Fiesta Bowl Still In The BCS
Posted May 11, 2011

The BCS findings and ruling has come in, and the Fiesta Bowl is still a part of the BCS. Is this fair? Did the BCS simply take care of its own? For now, the Fiesta appears to have satisfied the task forces, and it'll take a $1 million fine and more of a house cleaning to stay among the elite games. Did it all work out like it should've?

Fiesta Still In The BCS

CFN Thoughts

By Pete Fiutak

The Fiesta Bowl is still a part of the BCS. The system has taken care of its own.

The issues with the Fiesta Bowl might seem like nothing more than shady business dealings, while most fans would rather worry about who might be playing in the game, but this really is a juicy story and it might change the way the business of bowl games is handled.

To summarize as quickly as possible, the Fiesta Bowl used funds to pay employees who made political donations, to the tune of around $45,000, and bowl CEO John Junker used Fiesta money to pay off things like a night of fun at a strip club and an extravagant birthday party. Paying off the fun for CEO's Gone Wild is a problem, but the political contributions were a big problem that could still have issues when it comes to taxes - the bowl is set up as a nonprofit enterprise and isn't allowed to divert money for political fundraising.
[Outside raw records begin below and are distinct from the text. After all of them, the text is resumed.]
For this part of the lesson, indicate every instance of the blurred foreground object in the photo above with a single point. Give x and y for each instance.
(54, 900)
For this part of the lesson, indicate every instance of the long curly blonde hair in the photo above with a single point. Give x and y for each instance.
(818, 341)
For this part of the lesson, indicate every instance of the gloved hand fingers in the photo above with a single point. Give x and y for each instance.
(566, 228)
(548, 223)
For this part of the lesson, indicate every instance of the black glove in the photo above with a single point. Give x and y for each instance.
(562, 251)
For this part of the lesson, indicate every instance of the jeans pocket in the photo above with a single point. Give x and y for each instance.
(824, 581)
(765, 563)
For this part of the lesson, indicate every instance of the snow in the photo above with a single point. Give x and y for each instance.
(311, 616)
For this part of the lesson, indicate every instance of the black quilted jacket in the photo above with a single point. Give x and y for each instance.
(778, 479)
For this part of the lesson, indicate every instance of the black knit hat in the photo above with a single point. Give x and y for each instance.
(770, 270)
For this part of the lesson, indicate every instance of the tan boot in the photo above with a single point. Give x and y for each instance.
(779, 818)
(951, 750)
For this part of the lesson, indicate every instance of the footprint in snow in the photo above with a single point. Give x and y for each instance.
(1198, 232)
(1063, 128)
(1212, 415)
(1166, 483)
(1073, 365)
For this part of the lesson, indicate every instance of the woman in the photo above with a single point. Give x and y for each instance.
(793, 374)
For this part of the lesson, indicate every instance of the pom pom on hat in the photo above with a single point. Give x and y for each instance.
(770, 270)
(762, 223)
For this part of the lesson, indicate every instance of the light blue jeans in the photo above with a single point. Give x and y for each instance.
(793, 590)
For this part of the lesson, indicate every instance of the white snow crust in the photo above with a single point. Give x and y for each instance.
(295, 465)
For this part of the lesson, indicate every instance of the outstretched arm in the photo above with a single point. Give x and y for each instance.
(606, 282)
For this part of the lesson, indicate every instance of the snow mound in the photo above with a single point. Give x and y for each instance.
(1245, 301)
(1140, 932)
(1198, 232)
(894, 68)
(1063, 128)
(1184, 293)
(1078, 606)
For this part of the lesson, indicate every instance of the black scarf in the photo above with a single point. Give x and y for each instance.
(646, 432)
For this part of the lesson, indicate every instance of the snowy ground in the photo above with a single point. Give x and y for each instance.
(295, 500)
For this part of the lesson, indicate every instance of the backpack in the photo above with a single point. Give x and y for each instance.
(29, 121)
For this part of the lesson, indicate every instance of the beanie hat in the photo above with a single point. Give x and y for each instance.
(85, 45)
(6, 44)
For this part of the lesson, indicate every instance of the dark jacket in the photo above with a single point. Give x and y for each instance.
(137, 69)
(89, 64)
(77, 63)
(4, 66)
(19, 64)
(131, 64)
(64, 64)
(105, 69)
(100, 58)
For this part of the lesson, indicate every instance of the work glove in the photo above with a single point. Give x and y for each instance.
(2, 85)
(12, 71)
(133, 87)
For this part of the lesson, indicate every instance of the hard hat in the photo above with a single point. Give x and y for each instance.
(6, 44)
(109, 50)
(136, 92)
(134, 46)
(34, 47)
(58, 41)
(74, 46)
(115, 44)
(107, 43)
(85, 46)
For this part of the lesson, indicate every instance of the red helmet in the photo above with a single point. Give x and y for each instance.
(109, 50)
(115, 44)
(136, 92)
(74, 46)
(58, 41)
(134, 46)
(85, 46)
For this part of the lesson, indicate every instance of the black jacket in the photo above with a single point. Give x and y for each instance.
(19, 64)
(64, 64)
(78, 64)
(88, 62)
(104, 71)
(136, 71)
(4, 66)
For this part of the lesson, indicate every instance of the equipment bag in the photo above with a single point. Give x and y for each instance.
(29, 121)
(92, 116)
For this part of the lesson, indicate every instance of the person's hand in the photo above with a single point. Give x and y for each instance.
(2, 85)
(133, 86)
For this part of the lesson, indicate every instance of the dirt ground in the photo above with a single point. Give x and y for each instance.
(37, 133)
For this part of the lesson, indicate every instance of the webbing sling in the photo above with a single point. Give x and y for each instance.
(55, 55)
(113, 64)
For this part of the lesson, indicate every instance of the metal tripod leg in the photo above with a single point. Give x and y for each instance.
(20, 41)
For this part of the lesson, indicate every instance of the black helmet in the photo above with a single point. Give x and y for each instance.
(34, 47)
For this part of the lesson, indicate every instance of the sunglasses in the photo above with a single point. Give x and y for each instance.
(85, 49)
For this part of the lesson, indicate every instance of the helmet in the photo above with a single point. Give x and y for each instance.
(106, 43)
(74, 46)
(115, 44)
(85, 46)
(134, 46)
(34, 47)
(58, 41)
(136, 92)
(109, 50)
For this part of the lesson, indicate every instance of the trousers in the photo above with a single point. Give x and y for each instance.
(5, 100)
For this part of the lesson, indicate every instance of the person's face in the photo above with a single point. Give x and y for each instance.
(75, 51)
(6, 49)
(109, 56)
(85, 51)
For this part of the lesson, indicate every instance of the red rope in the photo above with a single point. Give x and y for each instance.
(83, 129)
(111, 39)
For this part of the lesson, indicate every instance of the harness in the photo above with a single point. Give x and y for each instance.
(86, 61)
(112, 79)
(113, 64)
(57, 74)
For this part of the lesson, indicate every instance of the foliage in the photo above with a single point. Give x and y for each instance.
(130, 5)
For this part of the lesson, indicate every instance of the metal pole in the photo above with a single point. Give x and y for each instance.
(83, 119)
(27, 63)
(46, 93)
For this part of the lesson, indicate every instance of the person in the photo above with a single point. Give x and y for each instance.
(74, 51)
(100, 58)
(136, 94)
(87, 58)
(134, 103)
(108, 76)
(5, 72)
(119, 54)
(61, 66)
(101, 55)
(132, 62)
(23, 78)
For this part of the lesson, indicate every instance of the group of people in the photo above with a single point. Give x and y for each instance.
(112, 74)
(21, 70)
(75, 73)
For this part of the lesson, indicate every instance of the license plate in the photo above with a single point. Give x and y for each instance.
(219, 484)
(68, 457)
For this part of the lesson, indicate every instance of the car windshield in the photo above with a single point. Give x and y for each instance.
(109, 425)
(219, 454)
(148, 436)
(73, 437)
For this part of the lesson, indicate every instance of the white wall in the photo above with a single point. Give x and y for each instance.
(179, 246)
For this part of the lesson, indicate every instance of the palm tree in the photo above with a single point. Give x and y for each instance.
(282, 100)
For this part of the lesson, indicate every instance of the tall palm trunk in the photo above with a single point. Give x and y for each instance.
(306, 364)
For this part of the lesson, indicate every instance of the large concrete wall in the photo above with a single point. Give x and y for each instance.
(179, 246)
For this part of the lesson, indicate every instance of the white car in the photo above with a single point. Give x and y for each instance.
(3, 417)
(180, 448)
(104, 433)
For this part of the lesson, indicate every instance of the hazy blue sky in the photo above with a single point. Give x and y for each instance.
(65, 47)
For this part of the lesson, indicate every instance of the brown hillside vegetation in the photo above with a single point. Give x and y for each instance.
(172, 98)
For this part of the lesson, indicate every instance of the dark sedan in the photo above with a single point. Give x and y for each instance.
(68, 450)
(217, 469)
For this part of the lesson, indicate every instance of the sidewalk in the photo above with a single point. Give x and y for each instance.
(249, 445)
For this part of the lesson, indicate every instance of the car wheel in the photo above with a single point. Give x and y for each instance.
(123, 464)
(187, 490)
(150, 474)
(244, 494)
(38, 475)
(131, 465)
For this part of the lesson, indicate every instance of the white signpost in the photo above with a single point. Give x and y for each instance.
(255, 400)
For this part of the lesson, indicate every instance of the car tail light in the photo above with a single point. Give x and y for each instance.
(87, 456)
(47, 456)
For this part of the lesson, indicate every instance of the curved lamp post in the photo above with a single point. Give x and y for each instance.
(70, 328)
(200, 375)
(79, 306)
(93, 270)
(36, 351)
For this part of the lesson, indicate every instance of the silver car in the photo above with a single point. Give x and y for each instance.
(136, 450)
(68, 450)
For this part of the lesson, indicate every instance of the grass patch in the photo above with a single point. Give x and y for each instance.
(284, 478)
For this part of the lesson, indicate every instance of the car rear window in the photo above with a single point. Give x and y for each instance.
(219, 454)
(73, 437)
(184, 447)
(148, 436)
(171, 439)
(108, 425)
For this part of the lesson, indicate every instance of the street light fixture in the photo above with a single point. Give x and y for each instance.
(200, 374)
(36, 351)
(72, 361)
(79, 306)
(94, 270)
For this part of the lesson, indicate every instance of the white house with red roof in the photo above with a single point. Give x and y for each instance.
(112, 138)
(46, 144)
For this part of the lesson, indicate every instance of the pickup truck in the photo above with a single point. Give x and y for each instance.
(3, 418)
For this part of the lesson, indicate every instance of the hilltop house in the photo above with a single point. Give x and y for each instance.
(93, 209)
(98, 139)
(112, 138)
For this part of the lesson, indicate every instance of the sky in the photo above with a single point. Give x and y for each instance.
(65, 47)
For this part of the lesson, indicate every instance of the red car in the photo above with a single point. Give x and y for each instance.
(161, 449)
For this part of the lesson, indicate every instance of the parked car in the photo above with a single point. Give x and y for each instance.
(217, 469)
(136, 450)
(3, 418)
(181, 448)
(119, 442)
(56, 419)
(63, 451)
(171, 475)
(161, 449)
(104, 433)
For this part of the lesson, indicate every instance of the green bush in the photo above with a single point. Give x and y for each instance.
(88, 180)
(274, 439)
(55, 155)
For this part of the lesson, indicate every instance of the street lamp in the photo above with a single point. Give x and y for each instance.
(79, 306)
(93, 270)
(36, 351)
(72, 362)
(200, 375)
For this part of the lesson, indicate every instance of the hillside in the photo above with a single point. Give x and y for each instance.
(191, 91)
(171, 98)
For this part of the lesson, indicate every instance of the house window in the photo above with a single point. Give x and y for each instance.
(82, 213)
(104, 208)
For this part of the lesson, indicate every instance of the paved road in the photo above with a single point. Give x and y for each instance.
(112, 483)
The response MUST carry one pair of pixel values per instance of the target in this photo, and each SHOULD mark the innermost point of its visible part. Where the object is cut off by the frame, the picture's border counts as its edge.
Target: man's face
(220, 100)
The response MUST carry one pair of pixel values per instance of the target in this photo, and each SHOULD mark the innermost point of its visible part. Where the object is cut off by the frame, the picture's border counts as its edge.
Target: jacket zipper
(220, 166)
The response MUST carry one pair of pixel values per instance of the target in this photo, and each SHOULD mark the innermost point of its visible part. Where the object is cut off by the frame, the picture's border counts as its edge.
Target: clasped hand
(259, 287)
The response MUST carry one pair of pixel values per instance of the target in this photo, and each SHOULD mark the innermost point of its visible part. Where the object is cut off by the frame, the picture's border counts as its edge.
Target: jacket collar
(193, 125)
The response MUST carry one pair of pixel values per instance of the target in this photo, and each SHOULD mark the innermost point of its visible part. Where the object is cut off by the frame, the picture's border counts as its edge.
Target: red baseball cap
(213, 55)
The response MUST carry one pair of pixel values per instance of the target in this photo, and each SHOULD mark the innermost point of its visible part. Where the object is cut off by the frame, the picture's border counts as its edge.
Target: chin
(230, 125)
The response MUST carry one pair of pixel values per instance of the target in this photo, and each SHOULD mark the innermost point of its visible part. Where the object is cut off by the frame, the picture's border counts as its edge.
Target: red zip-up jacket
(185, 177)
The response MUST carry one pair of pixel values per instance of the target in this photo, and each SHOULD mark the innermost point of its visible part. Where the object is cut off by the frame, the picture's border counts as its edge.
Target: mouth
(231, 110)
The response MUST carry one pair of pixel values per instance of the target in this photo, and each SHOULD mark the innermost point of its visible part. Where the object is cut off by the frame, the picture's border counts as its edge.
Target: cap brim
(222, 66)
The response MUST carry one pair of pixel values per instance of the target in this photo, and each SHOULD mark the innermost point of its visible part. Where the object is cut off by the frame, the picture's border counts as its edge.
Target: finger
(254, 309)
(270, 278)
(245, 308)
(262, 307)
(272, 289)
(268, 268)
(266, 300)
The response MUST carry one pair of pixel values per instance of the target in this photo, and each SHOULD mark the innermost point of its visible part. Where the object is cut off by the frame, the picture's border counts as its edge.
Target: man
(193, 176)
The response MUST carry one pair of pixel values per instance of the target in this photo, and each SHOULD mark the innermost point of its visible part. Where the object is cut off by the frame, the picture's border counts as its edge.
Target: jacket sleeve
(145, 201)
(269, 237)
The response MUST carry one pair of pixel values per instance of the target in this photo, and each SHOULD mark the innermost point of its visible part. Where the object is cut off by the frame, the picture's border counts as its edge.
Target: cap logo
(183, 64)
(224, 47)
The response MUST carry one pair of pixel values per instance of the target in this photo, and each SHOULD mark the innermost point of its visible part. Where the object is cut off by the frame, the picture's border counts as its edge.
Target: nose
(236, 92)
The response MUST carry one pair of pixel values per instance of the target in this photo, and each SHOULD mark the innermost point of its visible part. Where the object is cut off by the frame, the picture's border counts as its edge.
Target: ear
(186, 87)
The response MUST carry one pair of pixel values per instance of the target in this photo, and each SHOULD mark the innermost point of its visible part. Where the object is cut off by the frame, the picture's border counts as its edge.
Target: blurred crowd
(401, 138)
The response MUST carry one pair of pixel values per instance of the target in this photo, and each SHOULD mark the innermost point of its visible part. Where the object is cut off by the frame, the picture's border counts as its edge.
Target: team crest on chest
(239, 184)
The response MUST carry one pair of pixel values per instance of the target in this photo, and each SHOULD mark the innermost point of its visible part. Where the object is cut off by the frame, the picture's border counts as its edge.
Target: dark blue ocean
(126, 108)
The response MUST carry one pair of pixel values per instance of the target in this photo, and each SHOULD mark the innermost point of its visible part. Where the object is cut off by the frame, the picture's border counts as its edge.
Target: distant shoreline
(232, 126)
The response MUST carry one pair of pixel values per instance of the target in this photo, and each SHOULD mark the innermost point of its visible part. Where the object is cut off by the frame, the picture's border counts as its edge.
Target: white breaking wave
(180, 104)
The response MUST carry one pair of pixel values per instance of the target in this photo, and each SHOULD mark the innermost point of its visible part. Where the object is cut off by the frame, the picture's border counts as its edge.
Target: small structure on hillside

The Fiesta Bowl, for all intents and purposes, is being slapped with the lack of institutional control tag, but the bowl and the oversight committees are taking steps to right the ship. Junker, who reportedly was making almost $700,000 a year, was canned, a purge of offending members of the board of directors is in the works, and the Fiesta Bowl has to pay a fine of $1 million.

Here's the problem for all of the critics; the Fiesta Bowl, basically, got away with paying tip money and it still gets to be a part of the BCS.

Bill Hancock, the executive director of the BCS, has been quoted as saying that the fine and the house cleaning being done were the "appropriate actions." But Hancock is nothing more than a corporate shill for the BCS, and everything he says and everything he does is about preserving the status quo. The BCS wants the Fiesta Bowl to stick around because it doesn't want to do anything that might diminish the integrity of the current bowl system, and while $1 million might seem like a big penalty, that's nothing compared to the tens of millions the bowl game generates from things like ticket sales, tourism, and corporate sponsorship. It's hard to take anything Hancock says seriously because his talking points – like the idea that the FBS teams can't have a playoff because of academic concerns – are consistently wrong. This is the equivalent of Bud Selig talking tough about stamping out performance enhancing drugs.

While Hancock isn't believable, the conference commissioners are. The task force put together to look into the Fiesta Bowl's changes seems to be satisfied, and while the commissioners are part of the non-playoff problem and also want to keep the bowl world as is, they're not going to put their necks out on the line unless significant changes have been made. When Big 12 Commissioner Dan Beebe and SEC Commissioner Mike Slive are willing to go on the record and say the Fiesta Bowl has changed, then there really does appear to be an honest effort being made to stay among the elite BCS games.

While the BCS types would like this to all go away, and the Fiesta Bowl should be fine now with new people running the show and with a watchful eye on the finances, the NCAA isn't quite ready to close the books.

The NCAA still has to decide whether or not it wants to continue to license the bowl, and while there probably won't be any major rulings that differ from the BCS task force findings, this will serve notice to the Fiesta and the rest of the bowl games that play time is over. Now, it's going to be really, really tough to get a new bowl game started, with the NCAA choosing to wait three years before allowing any new games to pop up after the way the Fiesta Bowl ran its non-profit business. Now, the NCAA is going to take a harder look at the other bowl games, especially the BCS games, to make sure that there aren't similar issues that could embarrass the bowl process further.

So now the scandal that started in December of 2009 appears to be over and the storm has passed. But for those still leery of the way the bowls operate and the millions of dollars that are flowing in, it's going to take more than a few firings and a fine to assume major changes to the system are coming.